We came back the next day to clean up, so it was a dope experience. The next year we did it at Brixton Jamm, it didn’t have the same feel to be honest but it stemmed from something small, so I’m looking forward to seeing how it will expand after restrictions get lifted, so we’ll see.
How important do you think music can be in engaging people and do you hope to see more music-centred, community engagement in the future?
So, I’ll speak in the perspective of pre-lockdown and post-lockdown.
Prior to lockdown, music was very, very communal. It’s a thing that brings people together, it’s a thing that heals. When shows are put on, people are coming from a long day at work and are going to gigs, events, networking parties, raves, whatever and they’re meeting new people and finding new circles, new networks, new communities, finding new friends, new jobs, new opportunities, making money, whatever else.
In regards to music in the community, I think it’s so important, just the creative arts are very pivotal in the movement of communities and people, in general. So, it’s hard for people right now because they can’t put on events, they can’t do gigs - it’s hard, and there’s only so much releasing music can do. I feel like music is one of those things where it’s a real experience, so to get the most out of it you’ve got to be face to face with people. You’ve got to be having conversations - people have got to see you live in the flesh. It’s important that people are around like-minded people who they can kind of have a relatability with and I think it does wonders in terms of the community, not just in terms of from the top, down but in terms of side by side, with people you can relate with, people that’s like you sharing the same kind of struggles - it’s been wonderful for that.
Post Covid, I don’t know how things will be, I don’t know how things will end up or how things are going to go, but this period has proven just how important it is for music and the music industry, when I say industry I don’t just mean labels, I mean the people who are artists, that put on events and that do things for the community, that are people led because it’s going to be hard because there are restrictions. Now, more than ever, there has to be a level of adaptability and movement that’s going to allow us to move forward but in saying that, I think that there will be a solution and no matter what happens. The arts and the community, and the people that love what’s being made or have a hand in what’s being made go hand in hand.

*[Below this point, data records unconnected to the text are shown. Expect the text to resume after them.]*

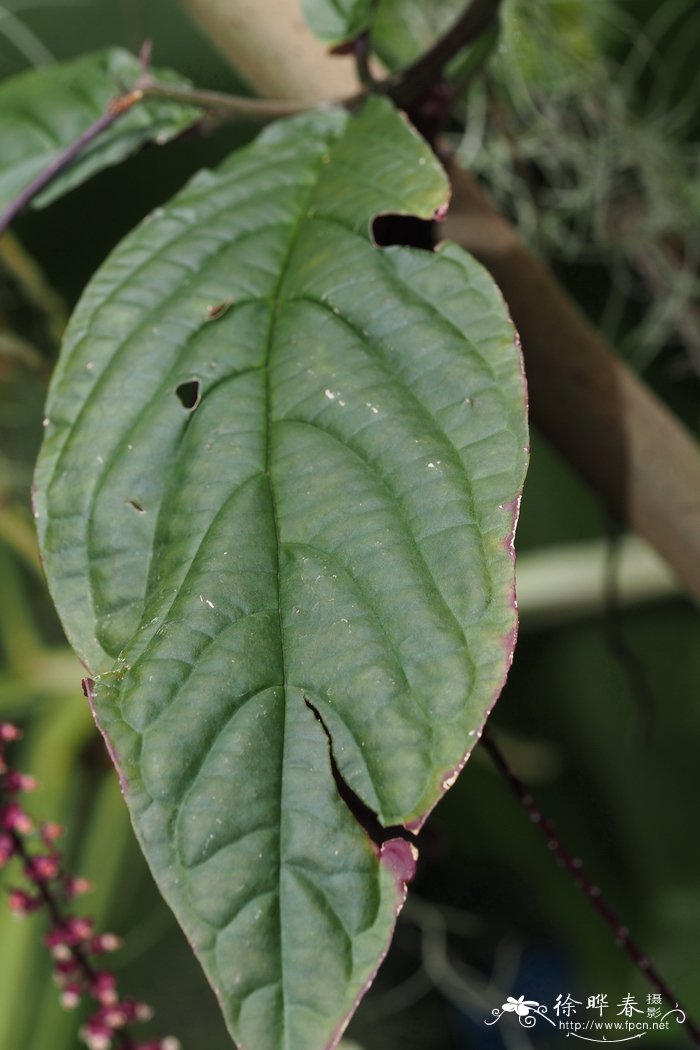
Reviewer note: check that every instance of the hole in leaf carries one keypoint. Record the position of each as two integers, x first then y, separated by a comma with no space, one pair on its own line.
364,816
189,394
405,230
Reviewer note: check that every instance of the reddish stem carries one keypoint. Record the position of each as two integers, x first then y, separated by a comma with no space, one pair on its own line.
592,891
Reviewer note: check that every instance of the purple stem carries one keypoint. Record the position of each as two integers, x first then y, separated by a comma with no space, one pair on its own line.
573,865
67,155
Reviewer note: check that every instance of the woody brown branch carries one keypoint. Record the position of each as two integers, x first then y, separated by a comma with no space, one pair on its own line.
599,415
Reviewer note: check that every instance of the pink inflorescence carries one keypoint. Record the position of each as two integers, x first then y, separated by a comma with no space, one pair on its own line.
71,940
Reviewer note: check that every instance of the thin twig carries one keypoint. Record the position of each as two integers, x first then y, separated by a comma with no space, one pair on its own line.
220,103
573,865
426,70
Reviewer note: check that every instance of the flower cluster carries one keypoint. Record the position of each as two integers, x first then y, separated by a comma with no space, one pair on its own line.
71,940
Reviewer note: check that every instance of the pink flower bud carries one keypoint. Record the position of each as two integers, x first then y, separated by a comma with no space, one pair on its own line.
50,833
70,996
78,928
13,818
6,848
22,903
43,867
104,988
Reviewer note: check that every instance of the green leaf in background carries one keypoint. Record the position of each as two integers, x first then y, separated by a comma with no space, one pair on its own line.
276,503
337,21
44,110
402,29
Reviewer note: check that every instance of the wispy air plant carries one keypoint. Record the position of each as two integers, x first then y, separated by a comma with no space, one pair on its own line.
76,946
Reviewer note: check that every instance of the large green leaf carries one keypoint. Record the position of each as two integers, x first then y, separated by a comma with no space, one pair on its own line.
44,110
276,503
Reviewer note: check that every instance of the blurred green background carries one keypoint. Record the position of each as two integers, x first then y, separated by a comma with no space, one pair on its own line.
600,713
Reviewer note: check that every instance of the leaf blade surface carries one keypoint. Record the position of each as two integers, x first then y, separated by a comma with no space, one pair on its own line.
322,533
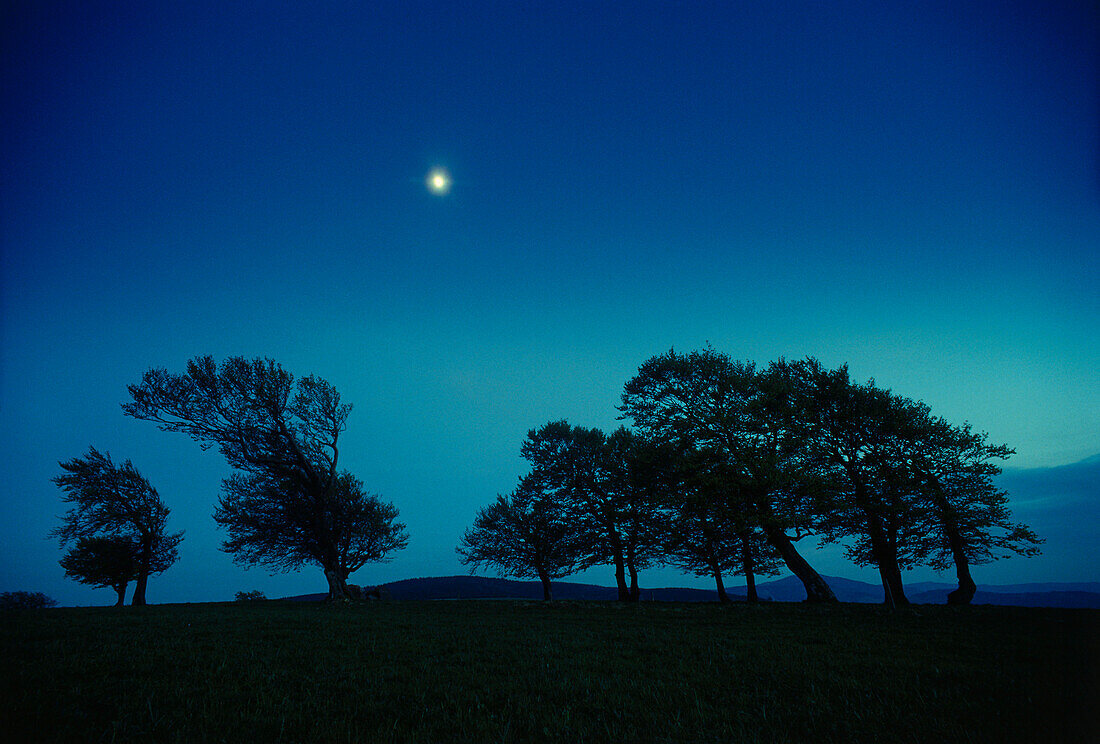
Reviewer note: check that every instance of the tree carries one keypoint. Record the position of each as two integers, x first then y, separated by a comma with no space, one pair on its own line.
116,502
750,420
855,430
288,503
714,527
25,601
525,534
641,474
968,521
113,561
608,483
278,524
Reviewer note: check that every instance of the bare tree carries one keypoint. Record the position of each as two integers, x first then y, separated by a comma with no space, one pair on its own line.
281,435
116,502
113,561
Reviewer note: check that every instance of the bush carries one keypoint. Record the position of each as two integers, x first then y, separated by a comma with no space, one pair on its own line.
25,601
250,597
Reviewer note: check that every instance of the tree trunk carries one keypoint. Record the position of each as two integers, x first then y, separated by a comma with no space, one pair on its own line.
887,561
635,592
816,589
146,558
719,584
547,591
338,583
624,591
967,588
616,545
748,569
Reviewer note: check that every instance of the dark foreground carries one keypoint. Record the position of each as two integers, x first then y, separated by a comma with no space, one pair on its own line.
575,671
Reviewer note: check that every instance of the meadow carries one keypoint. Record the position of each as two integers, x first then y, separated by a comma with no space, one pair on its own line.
528,671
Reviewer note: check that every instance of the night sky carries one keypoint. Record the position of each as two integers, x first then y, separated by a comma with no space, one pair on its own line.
911,188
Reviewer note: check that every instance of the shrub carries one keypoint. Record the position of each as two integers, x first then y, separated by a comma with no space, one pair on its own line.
250,597
25,601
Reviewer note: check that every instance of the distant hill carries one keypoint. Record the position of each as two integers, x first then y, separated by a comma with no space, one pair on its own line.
789,589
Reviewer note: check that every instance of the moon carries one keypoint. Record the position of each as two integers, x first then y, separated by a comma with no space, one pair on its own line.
439,182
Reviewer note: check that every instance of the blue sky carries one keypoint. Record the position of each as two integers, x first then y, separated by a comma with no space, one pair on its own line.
913,189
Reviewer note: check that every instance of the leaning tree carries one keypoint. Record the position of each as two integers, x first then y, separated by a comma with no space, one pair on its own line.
113,561
748,418
117,503
277,524
967,516
287,503
608,483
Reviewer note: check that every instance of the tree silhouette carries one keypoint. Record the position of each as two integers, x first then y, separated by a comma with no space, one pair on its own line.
608,484
288,503
113,561
526,534
713,526
750,420
967,517
278,524
116,502
855,429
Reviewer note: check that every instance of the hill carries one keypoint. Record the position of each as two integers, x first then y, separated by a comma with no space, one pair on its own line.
788,589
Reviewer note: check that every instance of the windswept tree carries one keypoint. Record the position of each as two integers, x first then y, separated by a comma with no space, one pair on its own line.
713,526
855,433
288,503
117,503
609,485
967,516
277,524
113,561
527,534
750,420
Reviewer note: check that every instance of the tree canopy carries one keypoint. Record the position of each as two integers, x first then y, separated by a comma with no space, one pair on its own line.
526,534
113,561
288,503
118,504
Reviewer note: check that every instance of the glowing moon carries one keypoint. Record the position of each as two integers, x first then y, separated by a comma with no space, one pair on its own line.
439,181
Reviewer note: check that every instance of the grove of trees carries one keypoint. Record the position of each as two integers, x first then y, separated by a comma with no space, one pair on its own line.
116,525
727,467
724,470
287,502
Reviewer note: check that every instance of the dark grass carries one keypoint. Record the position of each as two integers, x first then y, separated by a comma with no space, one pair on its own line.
570,671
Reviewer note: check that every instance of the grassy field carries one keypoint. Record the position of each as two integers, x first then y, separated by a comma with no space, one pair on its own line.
571,671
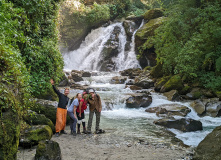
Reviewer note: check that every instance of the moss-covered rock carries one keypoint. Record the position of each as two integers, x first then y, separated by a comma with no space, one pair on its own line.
32,118
34,134
157,71
153,13
9,133
48,150
210,147
174,83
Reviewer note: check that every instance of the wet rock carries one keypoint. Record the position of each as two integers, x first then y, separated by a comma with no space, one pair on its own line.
118,80
86,74
133,87
76,77
48,150
174,83
159,84
144,82
153,13
209,148
32,118
199,107
130,82
185,125
139,101
213,109
172,95
194,94
169,110
132,73
35,134
129,27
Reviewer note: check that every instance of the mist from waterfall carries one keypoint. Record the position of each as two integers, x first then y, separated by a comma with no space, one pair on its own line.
89,54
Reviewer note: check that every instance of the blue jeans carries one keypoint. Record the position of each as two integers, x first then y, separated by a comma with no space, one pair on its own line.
73,122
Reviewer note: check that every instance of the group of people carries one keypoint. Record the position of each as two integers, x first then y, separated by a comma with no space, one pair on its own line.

Who inspired you to get into music and who is inspiring you today?
I started making music by being inspired from the boys around my area and the people that I was around, when I was younger. From friends in school to things that I saw on the TV, American artists, whatever kind of artists I looked up too. As of today, my peers and the people that I like to listen to inspire me. I’m always getting put onto new music, always finding out about new artists and new people, so I would say that my friends and peers now definitely inspire me more than your commercial artists that are out there. Also, people that show love man, people who have listened, bought, come to gigs, appreciated the music and shown their appreciation for the music, those are the people that above all inspire me, right now and keep me going, so thank you very much, guys.
If you had to recommend five artists to your listeners, who would they be?
What’s coming up for the rest of 2020?
For the rest of 2020, I’ll just say more music, man. I can’t really say too much because I had my 2020 planned but not everything goes to plan, you’re not always in control but I will say I’m just working on new music and trying to wrap up my project. Working on other material, I’ve got a radio show on No Signal, I just started radio not long ago and yeah more stuff, we’re going to keep this moving, keep productive and just do what we can, with what we have. More music, more life.